В Якутске беглецов было задержали и переправили в Иркутск, но вскоре от министра морских сил Чичагова пришло предписание доставить обоих в столицу, не чиня никаких препятствий. В мае 1808 года Хвостов и Давыдов возвратились в Петербург.
О, странная судьба!
Отдыхать героям пришлось недолго. Спустя три месяца Хвостов и Давыдов были командированы для участия в военных действиях против шведов. И снова невероятные подвиги.
Однажды отряд из 15 лодок под командованием Хвостова случайно наткнулся на троекратно превосходящие вражеские силы. Завязался бой. «Лейтенант Хвостов показал пример невероятной неустрашимости. Пренебрегая сыплющимся градом картечи и не взирая, что четыре шлюпки под ним потоплены и из шести гребцов остался только один, он шёл вперёд и поражал не-приятеля. Все нижние чины его превозносят, и вообще, где он только появлялся, храбрость оживотворялась», – доносил впоследствии об этом победоносном сражении начальник Хвостова капитан Селиванов.
Давыдов на этой войне был легко ранен и также удостоился многих похвал за отвагу.
4 октября 1809 года в Петербурге оказался корабельщик Вульф, тот самый, у которого Резанов в своё время приобрёл «Юнону». На другой день он намеревался отплыть в Америку и пригласил Хвостова и Давыдова на вечеринку. Собрались на Васильевском острове у общего приятеля. В два часа ночи, возвращаясь с пирушки, друзья подошли к разведённому Исаакиевскому мосту. Что за преграда для отважных морских офицеров? Под мостом как раз проходила барка. Хмель ли, всегдашняя ли удаль явились тому виной, но им показалось, что не составит труда соскочить на судно, а с него – на другую половину моста…

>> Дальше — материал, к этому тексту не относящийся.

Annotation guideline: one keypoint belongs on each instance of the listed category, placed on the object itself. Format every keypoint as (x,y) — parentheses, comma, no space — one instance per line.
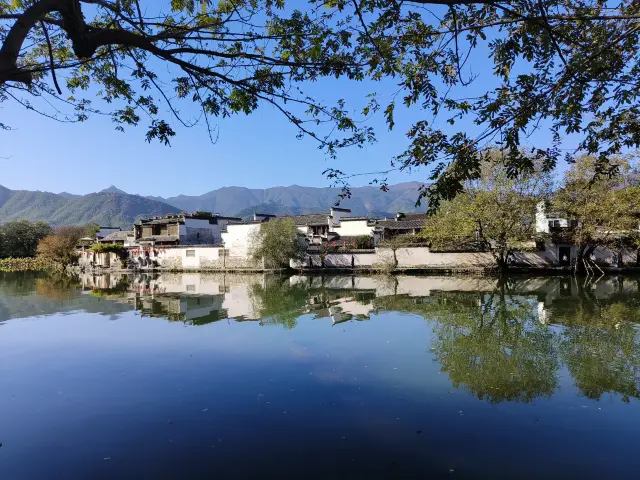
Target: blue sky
(256,151)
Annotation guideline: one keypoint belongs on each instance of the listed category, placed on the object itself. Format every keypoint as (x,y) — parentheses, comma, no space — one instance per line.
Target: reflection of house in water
(204,298)
(195,298)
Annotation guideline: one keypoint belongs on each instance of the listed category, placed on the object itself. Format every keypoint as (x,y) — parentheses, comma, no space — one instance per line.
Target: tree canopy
(495,212)
(568,67)
(20,238)
(605,208)
(277,242)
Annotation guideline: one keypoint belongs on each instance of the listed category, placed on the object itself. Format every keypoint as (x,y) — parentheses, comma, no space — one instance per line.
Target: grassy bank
(37,264)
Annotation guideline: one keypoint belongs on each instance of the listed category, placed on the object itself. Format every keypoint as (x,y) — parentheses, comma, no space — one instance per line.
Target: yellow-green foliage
(28,264)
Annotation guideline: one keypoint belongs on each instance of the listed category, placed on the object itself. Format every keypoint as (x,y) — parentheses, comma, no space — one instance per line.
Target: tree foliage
(277,242)
(142,58)
(19,239)
(605,208)
(496,212)
(60,246)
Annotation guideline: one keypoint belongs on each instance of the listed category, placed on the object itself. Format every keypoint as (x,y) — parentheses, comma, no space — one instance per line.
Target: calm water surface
(212,376)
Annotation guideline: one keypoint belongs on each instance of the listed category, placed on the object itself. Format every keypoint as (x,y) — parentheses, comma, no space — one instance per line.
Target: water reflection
(402,377)
(501,340)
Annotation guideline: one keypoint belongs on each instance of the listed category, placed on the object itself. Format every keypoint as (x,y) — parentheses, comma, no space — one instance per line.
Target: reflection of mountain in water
(501,340)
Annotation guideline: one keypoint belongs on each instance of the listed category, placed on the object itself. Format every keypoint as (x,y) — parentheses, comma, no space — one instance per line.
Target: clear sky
(256,151)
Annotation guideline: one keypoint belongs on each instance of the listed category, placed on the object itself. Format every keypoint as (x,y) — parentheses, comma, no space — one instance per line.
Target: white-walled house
(106,231)
(547,222)
(320,226)
(189,229)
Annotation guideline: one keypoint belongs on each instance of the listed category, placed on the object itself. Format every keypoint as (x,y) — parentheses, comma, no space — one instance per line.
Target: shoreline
(471,271)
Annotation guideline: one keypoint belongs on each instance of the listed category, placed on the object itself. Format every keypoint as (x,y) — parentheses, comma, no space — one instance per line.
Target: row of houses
(213,229)
(213,241)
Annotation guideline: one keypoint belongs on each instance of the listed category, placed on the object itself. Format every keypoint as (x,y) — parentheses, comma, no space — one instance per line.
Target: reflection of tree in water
(600,344)
(57,286)
(494,347)
(278,302)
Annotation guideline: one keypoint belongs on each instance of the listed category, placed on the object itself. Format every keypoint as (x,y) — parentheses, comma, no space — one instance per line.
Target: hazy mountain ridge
(106,209)
(363,201)
(114,207)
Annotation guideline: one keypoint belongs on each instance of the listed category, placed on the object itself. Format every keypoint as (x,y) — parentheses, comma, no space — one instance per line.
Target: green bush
(28,264)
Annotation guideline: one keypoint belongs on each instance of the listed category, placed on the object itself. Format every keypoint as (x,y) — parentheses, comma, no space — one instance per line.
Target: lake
(244,376)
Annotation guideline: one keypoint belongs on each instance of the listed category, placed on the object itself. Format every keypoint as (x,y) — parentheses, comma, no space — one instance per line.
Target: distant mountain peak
(112,189)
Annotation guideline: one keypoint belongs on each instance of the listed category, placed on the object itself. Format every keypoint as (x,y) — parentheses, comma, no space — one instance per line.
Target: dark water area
(231,376)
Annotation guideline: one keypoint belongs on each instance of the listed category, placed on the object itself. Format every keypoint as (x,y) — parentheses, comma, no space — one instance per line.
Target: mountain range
(115,207)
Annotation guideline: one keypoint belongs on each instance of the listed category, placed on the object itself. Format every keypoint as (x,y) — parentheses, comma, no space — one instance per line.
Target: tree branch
(53,70)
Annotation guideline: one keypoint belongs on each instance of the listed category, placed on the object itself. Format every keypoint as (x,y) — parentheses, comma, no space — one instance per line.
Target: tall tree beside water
(20,238)
(495,212)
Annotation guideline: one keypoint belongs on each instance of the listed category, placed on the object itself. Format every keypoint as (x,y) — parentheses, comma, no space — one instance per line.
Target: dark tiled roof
(402,224)
(162,221)
(414,216)
(118,236)
(317,219)
(160,238)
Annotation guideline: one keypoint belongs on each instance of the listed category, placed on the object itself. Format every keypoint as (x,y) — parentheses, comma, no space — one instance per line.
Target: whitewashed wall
(238,238)
(422,257)
(353,228)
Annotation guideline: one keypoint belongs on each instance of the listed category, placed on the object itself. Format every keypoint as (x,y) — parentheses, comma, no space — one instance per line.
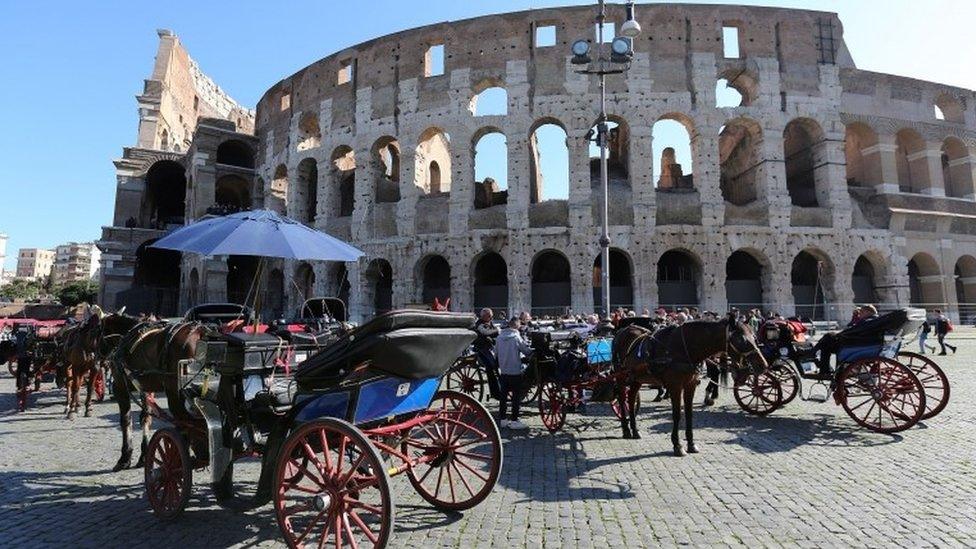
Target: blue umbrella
(260,233)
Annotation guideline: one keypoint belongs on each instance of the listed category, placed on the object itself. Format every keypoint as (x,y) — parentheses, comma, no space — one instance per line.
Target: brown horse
(669,358)
(146,361)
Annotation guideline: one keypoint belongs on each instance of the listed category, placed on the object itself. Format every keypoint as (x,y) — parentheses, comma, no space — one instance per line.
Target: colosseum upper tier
(818,186)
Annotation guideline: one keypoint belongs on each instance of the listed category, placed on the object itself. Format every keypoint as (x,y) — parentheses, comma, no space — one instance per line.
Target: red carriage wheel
(789,380)
(331,488)
(880,394)
(168,473)
(552,405)
(461,450)
(468,378)
(759,394)
(933,379)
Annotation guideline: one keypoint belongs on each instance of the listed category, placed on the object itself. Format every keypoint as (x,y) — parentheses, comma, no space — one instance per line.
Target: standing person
(924,335)
(942,328)
(510,347)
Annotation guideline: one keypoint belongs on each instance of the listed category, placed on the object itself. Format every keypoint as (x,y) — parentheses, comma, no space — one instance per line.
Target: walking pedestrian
(942,328)
(509,348)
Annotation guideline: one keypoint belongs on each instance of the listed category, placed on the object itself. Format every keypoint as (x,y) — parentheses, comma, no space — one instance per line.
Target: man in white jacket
(509,348)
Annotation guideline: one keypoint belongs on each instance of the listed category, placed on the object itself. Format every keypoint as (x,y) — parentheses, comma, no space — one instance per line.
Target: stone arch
(490,153)
(386,159)
(309,133)
(551,291)
(957,169)
(672,137)
(805,156)
(965,279)
(434,146)
(232,192)
(489,271)
(434,274)
(679,278)
(343,182)
(811,276)
(548,179)
(164,200)
(379,286)
(863,157)
(235,152)
(746,276)
(307,187)
(911,162)
(740,158)
(621,281)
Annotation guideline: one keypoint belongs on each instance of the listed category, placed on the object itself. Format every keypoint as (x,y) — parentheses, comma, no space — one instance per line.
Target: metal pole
(602,137)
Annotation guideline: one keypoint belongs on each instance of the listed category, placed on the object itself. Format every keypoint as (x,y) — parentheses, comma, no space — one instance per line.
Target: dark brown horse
(146,361)
(669,358)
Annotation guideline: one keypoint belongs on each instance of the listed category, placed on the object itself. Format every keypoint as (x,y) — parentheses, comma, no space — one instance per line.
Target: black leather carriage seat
(408,344)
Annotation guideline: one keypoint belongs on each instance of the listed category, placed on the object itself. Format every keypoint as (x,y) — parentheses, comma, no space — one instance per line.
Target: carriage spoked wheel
(789,381)
(468,378)
(331,488)
(759,393)
(462,452)
(933,379)
(168,473)
(880,394)
(552,405)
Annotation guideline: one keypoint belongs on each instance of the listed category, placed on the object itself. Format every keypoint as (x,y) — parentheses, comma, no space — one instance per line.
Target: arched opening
(621,282)
(744,281)
(803,149)
(379,280)
(304,282)
(164,202)
(155,282)
(965,277)
(671,148)
(551,284)
(309,134)
(925,283)
(308,189)
(490,168)
(241,273)
(491,283)
(910,160)
(435,279)
(678,279)
(548,162)
(862,156)
(344,181)
(275,302)
(864,281)
(957,169)
(739,145)
(807,276)
(235,153)
(232,193)
(490,102)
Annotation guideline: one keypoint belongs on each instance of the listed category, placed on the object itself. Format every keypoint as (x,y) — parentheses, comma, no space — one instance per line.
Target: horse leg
(632,396)
(622,402)
(675,393)
(124,398)
(689,393)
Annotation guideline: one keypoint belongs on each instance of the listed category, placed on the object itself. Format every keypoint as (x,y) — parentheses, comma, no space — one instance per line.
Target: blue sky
(70,71)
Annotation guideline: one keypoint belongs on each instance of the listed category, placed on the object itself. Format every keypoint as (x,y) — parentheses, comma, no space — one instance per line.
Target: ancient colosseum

Больше Хвостова и Давыдова никто не видел.
Обидная, глупая смерть, разительно противоречащая всей прожитой жизни. В странствиях по глухим углам Сибири и Аляски, в сражениях на восточных и западных морях они то и дело оказывались на волосок от смерти, словно играли с нею (а в наш рассказ вошла лишь часть их опаснейших похождений), – и так нелепо погибнуть!
А век «Юноны» и «Авось» оказался ещё короче, чем у их капитанов. «Авось» разбился о камни одного из аляскинских островов ещё в 1808 году. «Юнона» прожила чуть дольше, плавала на юг североамериканского континента, подвергалась нападениям индейцев, а в 1811 году по дороге в Петропавловск, влекомая штормовым ветром, налетела на риф у камчатского берега. Из 27 человек экипажа уцелели только трое.